A Revelatory Mindset – what is it, and why might it be transformative for learners?
There’s a popular saying that goes something like, I was today years’ old when I learned ____. These examples are great, as many of them are funny and relatable, but more importantly, they model the power of new learning and the delight of discovery when new information is revealed.
We are in a time when many fixed mindsets, entrenched facts, and narrow views, with algorithmic assistance, limit our access to new learning or possibilities. And, there is an abundance of new information, questions and experiences being shared. To combat limited understanding, we need to adopt a Revelatory Mindset: a mind that is always open, curious, experiences awe, and seeks a connection between what we know to be true and what we continue to learn and experience.

Revelatory Mindset is Humble
To shift to and maintain a Revelatory Mindset, there must be acceptance of new knowledge, new possibilities, and other perspectives. Revelatory Mindset is humble, journeying alongside the earth and community and open to what it can see and make sense of every day. Revelatory Mindsets are not ego-driven or definitive. Revelatory Mindset is open to change and finds value in new information and shifts in learning. It is constantly curious, and settled in a state of wonder and opportunity, not afraid of what it doesn’t know or what mistakes it might make.
Revelatory Mindset aligns the Heart, Soul and Mind
In an era of mass access to “intelligence” and information, the journey to deep knowledge and relationship goes beyond the mind and into the heart and soul. Revelatory Mindset is connected with the whole body, and in relationship with the earth and community. When we develop our mindsets in connection with our whole selves, with confidence in our whole growth and development, and in relationship with the natural world and our community, we move through learning in full alignment. In our research of educational models across the country, as the Revelatory Learning & Assessment framework was being born, we saw this deep alignment in several communities of learning that serve primarily indigenous communities like Malama Honua Public Charter School and DEAP. Learners at both of these inspiring schools experience learning models that are rooted in the connection between heart, soul, mind, and land. This type of intentional alignment within a school model can invite learners to create their own unique connections between themselves and their learning, and foster a Revelatory Mindset within and outside of the walls of school. People with fully aligned hearts, souls and minds are persistent, capable and dependable. When we develop and sustain a Revelatory Mindset, we are good friends, supportive classmates and colleagues, reliable neighbors and active citizens. When we review current trends of students experiencing loneliness, disengagement, and lacking purpose, Revelatory Mindset is a counternarrative to those dilemmas.
Revelatory Mindset Meets the Moment
Revelatory Mindset is a present mindset. It holds time, intention and attention in the moment. Revelatory Mindset is interested and engaged with new information, conversations, experiences and the physical world. Revelatory Mindset holds the present and reflects on previous learning and experiences. The capacity of a Revelatory Mindset expands beyond urgency and fear, and trusts the process of growth through habits of relationship building, reflection, connection and openness.

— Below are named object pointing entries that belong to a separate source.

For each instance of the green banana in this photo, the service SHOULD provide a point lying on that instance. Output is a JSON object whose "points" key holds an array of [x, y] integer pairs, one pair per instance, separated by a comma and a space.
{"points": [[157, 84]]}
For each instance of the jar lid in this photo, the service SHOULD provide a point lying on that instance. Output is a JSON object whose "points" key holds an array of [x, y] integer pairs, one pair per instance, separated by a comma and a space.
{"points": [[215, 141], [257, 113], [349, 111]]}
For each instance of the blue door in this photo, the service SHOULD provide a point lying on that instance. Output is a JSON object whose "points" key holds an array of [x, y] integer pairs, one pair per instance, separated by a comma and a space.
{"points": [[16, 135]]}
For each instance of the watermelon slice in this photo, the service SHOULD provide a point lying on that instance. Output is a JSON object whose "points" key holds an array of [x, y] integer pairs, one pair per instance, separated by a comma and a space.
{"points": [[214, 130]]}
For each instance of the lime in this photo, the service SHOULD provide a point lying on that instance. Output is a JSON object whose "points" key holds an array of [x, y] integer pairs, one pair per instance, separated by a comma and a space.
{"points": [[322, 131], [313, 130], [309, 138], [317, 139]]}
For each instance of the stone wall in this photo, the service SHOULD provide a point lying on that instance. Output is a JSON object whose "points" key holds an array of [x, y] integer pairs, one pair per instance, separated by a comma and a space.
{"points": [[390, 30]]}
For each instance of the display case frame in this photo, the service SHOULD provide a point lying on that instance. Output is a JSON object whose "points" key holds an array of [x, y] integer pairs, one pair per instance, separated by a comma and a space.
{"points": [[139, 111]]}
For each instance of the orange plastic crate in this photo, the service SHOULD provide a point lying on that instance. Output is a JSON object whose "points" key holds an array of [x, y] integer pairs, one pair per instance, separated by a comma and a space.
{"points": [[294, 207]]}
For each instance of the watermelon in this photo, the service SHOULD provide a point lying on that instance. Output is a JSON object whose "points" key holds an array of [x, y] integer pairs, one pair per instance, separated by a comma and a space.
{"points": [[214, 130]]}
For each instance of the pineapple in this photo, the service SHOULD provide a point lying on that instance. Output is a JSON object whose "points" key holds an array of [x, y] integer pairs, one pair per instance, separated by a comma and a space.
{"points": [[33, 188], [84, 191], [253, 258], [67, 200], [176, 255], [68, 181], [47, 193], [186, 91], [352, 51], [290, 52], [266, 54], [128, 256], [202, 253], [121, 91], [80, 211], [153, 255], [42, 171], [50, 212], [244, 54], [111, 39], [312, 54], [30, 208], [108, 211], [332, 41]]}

Revelatory Mindset is Essential for all Roles in Learning Communities
Knowing the essential role the Revelatory Mindset plays in learning communities, we must explore how we get to a place of Revelatory Mindset. Many educators are experienced and trained in a compliance and fixed mindset that must be shifted and enlightened. But in order to move toward a Revelatory Mindset, we cannot persist in the modalities of compliance by forcing or training a new mindset. Instead, we need to invite a new way to think about our work and our relationships within the structures of learning environments. We need to reflect and learn more deeply into how our mind is aligned and what shifts we can make, and new ways of being can cultivate a Revelatory Mindset in our work and collaborations in learning communities. We offer this initial inventory for you and your team to consider using to help open up your thinking and help identify individual and collective priorities to experience and contemplate in your practice towards the Revelatory Mindset.
Revelatory Mindset Frees Your Mind
Revelatory Assessment is all about liberation and freedom- for fully aligned authenticity and opportunity for each and every student in our learning communities. When we cultivate learning spaces with a Revelatory Mindset, we are in a free mind, an open mind, an aligned mind with synergy and connection to other people and the environment. The freedom of being in authentic relationship, wanting and willing for what is possible with those we learn alongside is what many of us in education work seek, but struggle to experience. Big Picture Learning has a school model, leadership framework and international collaboration fully aligned to authenticity and opportunity for each student. Students are the curriculum in Big Picture Schools. When we free ourselves from unnecessary constraints, the ghosts of schooling past, and the fear from fixed constructs in learning and in community, we find the liberatory and abundant world of deep learning and connection. Through building a Revelatory Mindset and cultivating this mindset in others, we hear the sound of the genuine within us, and are no longer at the end of strings being pulled by other forces.